清乃は弱い生き物として正しい反応をしている。自分から危険を遠ざけたいだけだ。
変じゃない。変なんかじゃない、そのはずだ。
(ほんとに?)
頭の片隅で、誰かが小さな声で問いかけた。今のは清乃の声か?
今のおまえは変だ、病的だ、ユリウスはいい子だ、怯えることなどない、と冷静な自分が言っているのか。
「変変言うな。あんたがアホなせいだよ。走るのはいいけど、誰かに会ったら失礼のないようにね」
「うっせえな。そのくらい分かってるよ」
「頼むよ、ほんとに。あたしは図書館で本借りて部屋に戻ってくるから、あんたもちゃんと迷わず帰って来なさいよ」
確かに今の清乃は変だ。
清乃は誠吾が出て行った後でひとり、ベッドに仰向けに寝転がった。
アッシュデールの人はみな親切にしてくれている。
清乃の王子の友人という立場がそうさせるのかもしれないが、彼らが歓迎し濃やかに気を配ってくれている気持ちはちゃんと伝わっている。
でも急に恐ろしく感じてしまったのだ。
この国の城に住む人々は、人智を超えた力を持っている。彼らは王を父と仰ぎ、王は彼らを信頼している。
それは普通の集団じゃない。ひどく歪なものだ。
この国の王は、その気になれば世界を滅ぼすことのできる力を持っているのだ。
清乃と誠吾は、そんなところに己の身を護る武器のひとつも持たずにのこのこやって来てしまった。
ダヴィドに、彼女たちを害す意思はないだろう。
それでも、たったひとりの人間がそう望むだけで、周囲の人間すべてが自分の敵になる、そんな環境に身を置いていたくないと、強く思ってしまったのだ。
それは変なことじゃない、普通の感情のはずだ。
(フェリクス)
頭の隅から、また小さな声がした。
それはやっぱり冷静な清乃の声なのだ。
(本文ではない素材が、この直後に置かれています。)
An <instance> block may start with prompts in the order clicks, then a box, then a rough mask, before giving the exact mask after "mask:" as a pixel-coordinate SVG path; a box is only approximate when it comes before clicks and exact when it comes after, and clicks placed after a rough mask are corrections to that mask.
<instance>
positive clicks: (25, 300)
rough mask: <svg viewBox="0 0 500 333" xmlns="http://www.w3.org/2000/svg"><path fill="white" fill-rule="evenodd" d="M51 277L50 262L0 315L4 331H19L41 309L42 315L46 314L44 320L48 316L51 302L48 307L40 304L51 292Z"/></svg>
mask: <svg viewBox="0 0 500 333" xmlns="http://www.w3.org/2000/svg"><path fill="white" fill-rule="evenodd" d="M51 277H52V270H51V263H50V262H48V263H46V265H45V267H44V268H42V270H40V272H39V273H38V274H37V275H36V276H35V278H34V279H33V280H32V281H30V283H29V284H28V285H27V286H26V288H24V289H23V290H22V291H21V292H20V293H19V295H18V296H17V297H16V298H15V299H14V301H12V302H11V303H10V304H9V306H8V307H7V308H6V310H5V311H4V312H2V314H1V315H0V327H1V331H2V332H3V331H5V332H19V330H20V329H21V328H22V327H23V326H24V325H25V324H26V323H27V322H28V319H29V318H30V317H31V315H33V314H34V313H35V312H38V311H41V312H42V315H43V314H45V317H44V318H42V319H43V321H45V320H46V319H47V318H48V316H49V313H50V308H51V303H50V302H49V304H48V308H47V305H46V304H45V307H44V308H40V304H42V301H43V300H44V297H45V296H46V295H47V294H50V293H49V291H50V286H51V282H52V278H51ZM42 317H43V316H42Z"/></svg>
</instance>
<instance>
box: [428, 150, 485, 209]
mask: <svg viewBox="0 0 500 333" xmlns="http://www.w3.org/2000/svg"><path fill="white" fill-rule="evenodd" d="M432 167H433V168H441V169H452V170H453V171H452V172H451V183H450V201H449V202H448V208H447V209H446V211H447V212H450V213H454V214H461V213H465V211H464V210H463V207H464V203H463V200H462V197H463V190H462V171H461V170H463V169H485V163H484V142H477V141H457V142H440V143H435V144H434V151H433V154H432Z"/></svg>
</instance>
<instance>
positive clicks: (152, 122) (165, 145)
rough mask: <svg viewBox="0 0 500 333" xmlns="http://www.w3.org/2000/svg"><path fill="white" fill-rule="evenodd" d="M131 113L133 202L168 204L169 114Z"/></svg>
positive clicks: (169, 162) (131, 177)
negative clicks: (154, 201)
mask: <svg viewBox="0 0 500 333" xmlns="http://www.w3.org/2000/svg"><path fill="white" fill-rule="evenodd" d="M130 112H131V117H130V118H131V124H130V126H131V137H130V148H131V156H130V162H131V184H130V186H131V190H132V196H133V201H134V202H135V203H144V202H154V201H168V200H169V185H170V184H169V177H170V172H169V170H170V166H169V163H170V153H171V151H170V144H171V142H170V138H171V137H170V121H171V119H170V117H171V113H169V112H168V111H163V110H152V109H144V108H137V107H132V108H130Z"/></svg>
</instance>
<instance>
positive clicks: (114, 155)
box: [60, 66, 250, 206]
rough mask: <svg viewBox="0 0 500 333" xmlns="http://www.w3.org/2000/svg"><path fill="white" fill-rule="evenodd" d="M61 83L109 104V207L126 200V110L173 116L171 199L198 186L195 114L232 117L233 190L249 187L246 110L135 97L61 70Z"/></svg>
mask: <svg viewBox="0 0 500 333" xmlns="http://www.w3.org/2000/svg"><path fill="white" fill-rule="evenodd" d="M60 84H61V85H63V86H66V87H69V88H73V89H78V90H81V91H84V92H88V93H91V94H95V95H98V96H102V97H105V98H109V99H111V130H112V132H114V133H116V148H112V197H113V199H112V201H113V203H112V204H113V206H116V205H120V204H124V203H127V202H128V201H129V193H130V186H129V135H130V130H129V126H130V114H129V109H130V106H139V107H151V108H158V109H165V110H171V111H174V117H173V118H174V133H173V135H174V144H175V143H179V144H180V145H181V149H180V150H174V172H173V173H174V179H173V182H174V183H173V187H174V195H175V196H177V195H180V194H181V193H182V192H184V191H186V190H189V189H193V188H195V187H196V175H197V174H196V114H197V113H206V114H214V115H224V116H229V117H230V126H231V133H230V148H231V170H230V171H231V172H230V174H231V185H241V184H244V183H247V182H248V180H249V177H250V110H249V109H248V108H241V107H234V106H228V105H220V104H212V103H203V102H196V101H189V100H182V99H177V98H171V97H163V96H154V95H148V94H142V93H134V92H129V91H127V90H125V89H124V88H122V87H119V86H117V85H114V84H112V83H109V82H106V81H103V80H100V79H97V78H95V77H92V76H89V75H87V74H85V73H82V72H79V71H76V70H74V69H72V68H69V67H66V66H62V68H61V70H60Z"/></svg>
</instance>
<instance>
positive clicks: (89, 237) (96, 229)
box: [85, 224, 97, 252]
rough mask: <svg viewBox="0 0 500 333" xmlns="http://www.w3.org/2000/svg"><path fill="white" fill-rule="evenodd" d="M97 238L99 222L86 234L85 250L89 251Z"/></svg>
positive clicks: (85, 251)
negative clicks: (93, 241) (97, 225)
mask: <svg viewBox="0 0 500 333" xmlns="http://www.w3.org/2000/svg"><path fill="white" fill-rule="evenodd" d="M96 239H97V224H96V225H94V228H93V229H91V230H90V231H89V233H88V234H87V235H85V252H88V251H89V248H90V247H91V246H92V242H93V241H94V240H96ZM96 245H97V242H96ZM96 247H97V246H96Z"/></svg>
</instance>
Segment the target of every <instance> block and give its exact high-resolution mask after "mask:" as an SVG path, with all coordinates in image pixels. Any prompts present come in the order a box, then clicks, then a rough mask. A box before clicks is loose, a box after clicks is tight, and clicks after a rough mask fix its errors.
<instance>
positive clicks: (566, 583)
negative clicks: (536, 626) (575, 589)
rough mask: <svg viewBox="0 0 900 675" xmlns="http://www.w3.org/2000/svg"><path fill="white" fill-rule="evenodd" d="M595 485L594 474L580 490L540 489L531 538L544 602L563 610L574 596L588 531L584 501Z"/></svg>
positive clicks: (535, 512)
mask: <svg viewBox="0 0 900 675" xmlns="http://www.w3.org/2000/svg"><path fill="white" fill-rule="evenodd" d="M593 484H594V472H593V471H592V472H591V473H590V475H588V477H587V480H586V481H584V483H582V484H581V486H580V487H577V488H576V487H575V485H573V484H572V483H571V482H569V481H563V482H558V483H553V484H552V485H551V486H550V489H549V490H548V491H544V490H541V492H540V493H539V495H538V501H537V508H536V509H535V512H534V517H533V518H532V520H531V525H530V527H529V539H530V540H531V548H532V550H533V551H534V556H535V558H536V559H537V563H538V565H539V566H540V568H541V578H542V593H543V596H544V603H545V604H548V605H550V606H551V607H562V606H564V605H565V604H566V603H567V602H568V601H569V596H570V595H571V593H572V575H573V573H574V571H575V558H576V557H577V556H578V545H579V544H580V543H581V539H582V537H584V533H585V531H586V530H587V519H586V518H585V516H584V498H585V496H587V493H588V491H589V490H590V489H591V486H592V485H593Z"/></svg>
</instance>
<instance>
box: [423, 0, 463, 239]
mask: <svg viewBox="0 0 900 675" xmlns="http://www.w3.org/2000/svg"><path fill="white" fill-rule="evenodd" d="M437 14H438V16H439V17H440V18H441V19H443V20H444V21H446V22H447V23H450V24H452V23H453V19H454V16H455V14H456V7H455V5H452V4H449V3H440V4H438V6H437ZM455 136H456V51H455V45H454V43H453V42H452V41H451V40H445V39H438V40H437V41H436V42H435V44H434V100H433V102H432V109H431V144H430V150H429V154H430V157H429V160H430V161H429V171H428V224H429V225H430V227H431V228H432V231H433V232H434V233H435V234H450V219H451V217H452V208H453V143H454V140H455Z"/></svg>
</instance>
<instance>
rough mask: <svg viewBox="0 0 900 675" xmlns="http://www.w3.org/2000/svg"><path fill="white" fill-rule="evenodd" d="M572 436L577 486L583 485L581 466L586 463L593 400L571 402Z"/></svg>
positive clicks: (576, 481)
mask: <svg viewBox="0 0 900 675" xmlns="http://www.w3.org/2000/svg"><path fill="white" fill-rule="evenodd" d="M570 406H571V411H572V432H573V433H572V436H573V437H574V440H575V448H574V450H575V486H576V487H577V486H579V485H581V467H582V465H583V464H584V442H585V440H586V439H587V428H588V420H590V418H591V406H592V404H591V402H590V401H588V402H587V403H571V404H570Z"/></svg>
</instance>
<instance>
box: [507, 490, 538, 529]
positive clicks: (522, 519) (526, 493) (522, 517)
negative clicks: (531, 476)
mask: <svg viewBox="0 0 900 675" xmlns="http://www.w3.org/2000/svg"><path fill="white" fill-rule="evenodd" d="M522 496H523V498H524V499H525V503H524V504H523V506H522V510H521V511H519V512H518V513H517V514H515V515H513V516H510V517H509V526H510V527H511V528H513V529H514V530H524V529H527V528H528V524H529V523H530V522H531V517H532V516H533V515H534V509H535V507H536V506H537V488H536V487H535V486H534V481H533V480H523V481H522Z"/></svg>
今だって焦る清乃を落ち着かせてくれた。
いつもは反射的に敵視してしまう、だけど清乃は彼がいい奴だと知っている。
早くフェリクスに会わなければ。
彼はこの国の人間だけれど、外の世界を識っている。彼なら、清乃が正しい、ここは危ないところだから早く逃げろと言ってくれる。
でも。
もし、もしもフェリクスが、大丈夫だよ、と言うのなら、そのときはそれを信じよう。
彼が言うなら、ここはきっと安全な場所なのだと安心できる。
おびえてる。
おびえてるね。
おびえているわ。
かわいそう。かわいそうなおんなのこ。
かわいそうなかわいいおんなのこ。
だいじょうぶ、だいじょうぶよ。
ここにはあなたのナイトがいるから。
ナイトがあなたをまもってくれる。ナイトのいうことをきいていればだいじょうぶ。
だからあなたはナイトをしんじて。
ナイトののぞみをかなえてあげて。
ナイトののぞむものをさしだすの。
だいじょうぶよ、こわくない。こわくないわ。
ナイトはやさしい、ナイトはあなたをたいせつにしてくれる。